List of papers and patents?
Started by eKstreme, Feb 15 2006 03:48 AM
28 replies to this topic
#3
Posted 15 February 2006 - 12:50 PM
Some SEO Books, Papers, and Patents
Earlier Works
As We May Think
Nice early work on computing and citations. Included here more for historical perspective than anything, but worth reading.
From Resource Discovery to Knowledge Discovery on the Internet
This one starts with a discussion of "As We May Think" and builds upon it, looking at such things as inverted indexes and term weights. The two documents taken together are a nice jumping off point to the next document which discusses earlier search engines and optimization.
What is a tall poppy among web pages?
One of the better looks at SEO and Search Engines in the days before Google and pagerank. Views on SEO have changed since 1998, when this was published, but it gives a good sense of what the practice was like back then.
Pagerank
The Anatomy of a Large-Scale Hypertextual Web Search Engine
Spend some time going over this one, and the next one. There's more interesting stuff in these papers than just the information about pagerank.
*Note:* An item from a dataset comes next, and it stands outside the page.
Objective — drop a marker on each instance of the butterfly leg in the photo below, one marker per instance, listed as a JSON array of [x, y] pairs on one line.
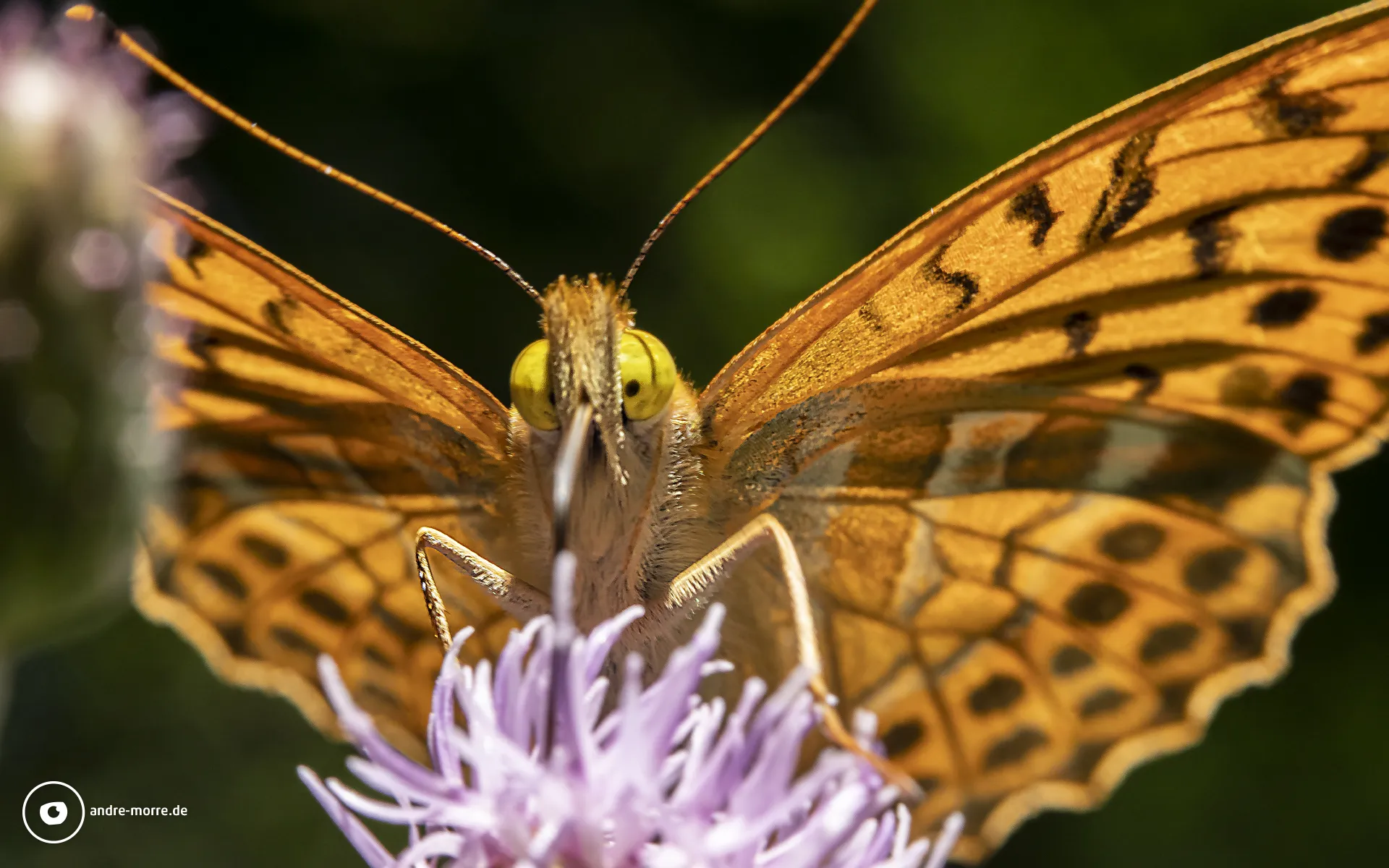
[[694, 584], [520, 599]]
The PageRank Citation Ranking: Bringing Order to the Web
Then, I would recommend paying the $20 and getting this document from Yahoo!'s Pavel Berkhin:
A Survey on PageRank Computing
The list of cited sources at the end of the document could keep you busy for months, but the document itself is an excellent overview of different approaches to pagerank, and different ways of using it, amending it, altering it, and so on.
Books
There's some nice history and thoughtful analysis in John Battelle's The Search: How Google and Its Rivals Rewrote the Rules of Business and Transformed Our Culture
If you want a good sense of how search engines work, this text by Soumen Chakrabarti is a fine introduction to the topic: Mining the Web: Analysis of Hypertext and Semi Structured Data (The Morgan Kaufmann Series in Data Management Systems)
Crawling the Web
There are more than a few papers about how search engines gather information, to bring into their index, and they are useful in understanding some of the reasons why some pages of a site might get indexed, and others don't. These two papers are ones that created some standard language that people use when describing how crawlers work, and have been expanded upon since. If you want to find out more about crawling, you might find some good papers by searching Cite Seer or Google Scholar for papers that cite the first paper I list below:
Efficient Crawling Through URL Ordering
Crawling the Web: Discovery and Maintenance of Large Scale Web Data (pdf)
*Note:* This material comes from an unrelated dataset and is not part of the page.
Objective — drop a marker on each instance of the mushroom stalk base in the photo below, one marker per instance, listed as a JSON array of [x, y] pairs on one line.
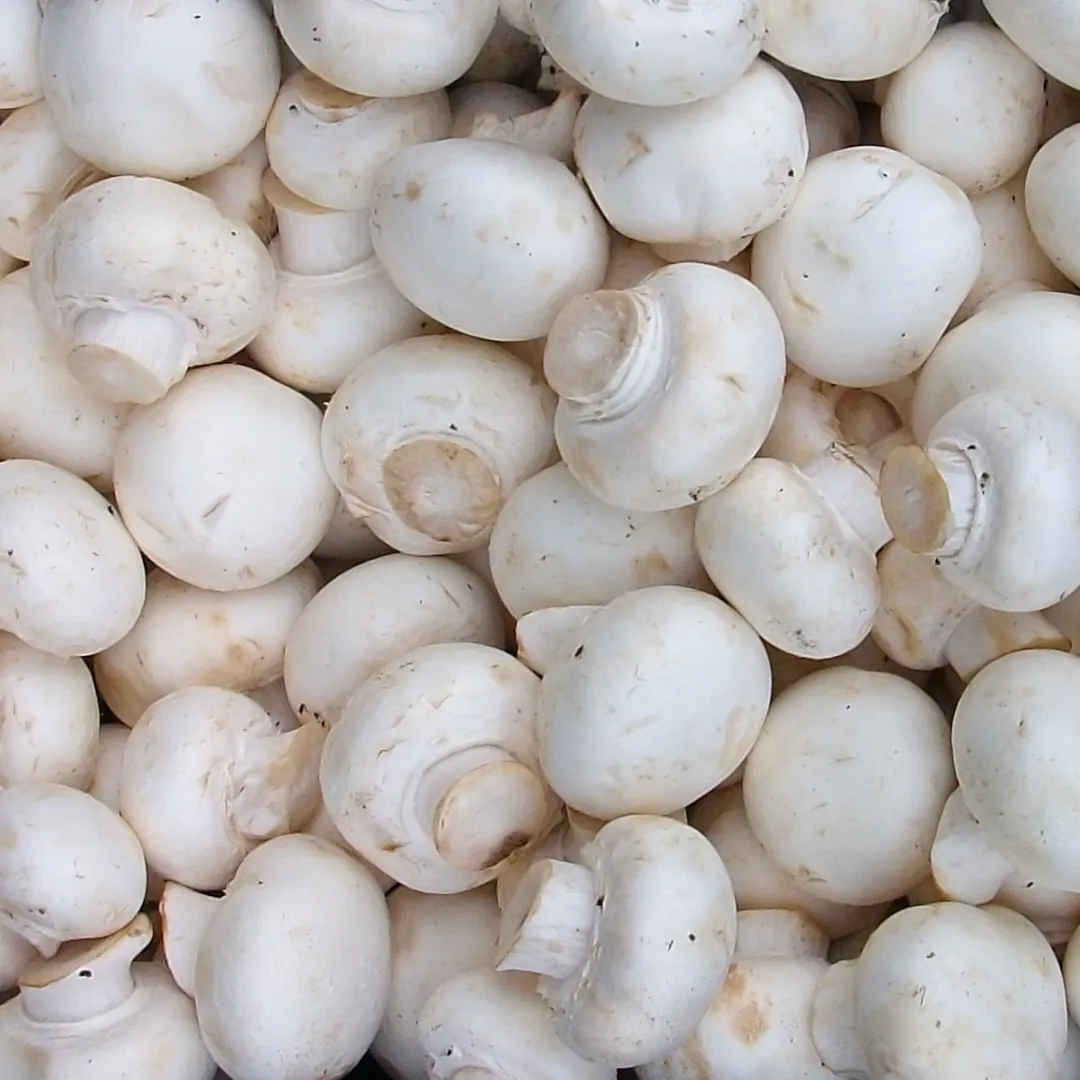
[[548, 926]]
One of the authors of the first paper in this section, Junghoo Cho, who is now a Google search engine scientist, continued his research on crawlers, and wrote this paper as his doctoral thesis, while being overseen by Hector Garcia-Molina. It expands upon the first paper, and spends some pages looking at freshness on the web. Together, these two are good starting points to later research.
Spam, Spam, and More Spam
Doesn't hurt to know some of the academic papers about spam:
Web Spam Taxonomy
Web Spam, Propaganda and Trust
There are a number more, and they are worth reading through.
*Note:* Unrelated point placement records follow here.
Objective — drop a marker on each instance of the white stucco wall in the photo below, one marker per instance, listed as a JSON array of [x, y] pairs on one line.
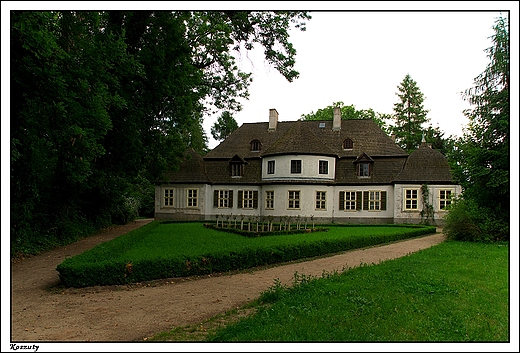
[[180, 204]]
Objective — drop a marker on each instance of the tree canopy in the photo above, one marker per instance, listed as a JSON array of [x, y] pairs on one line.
[[409, 115], [224, 126], [480, 158], [347, 112], [103, 102]]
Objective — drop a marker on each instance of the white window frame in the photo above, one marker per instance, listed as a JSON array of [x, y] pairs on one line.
[[326, 167], [374, 203], [447, 199], [271, 167], [192, 198], [350, 204], [247, 199], [269, 200], [168, 197], [293, 199], [409, 196], [237, 170], [297, 163], [321, 200], [364, 170]]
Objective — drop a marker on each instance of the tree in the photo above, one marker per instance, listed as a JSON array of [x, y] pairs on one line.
[[104, 102], [224, 126], [481, 156], [409, 115], [348, 112]]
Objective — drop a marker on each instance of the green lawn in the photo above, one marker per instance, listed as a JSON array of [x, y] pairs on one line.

Some patents and patent applications assigned to Google
I've focused upon the patents and patent applications that involve search rather than advertising, mapping, cell phone cases, email, and hardware. Hopefully, these will give you a good start. Newer documents first, in each section.
Some Patent Applications assigned to Google
Phrase-based searching in an information retrieval system
Enhanced document browsing with automatically generated links based on user information and context
Methods and systems for endorsing local search results
Systems and methods for spell correction of non-roman characters and words
Nonstandard text entry
Visually-oriented driving directions in digital mapping system
Variable length snippet generation
Systems and methods for determining user actions
Profile based capture component
Personalization of placed content ordering in search results
Named URL entry
Methods and systems for interfacing applications with a search engine
Methods and systems for information capture and retrieval
Systems and methods for weighting a search query result
Query rewriting with entity detection
Query rewriting with entity detection (different publication number)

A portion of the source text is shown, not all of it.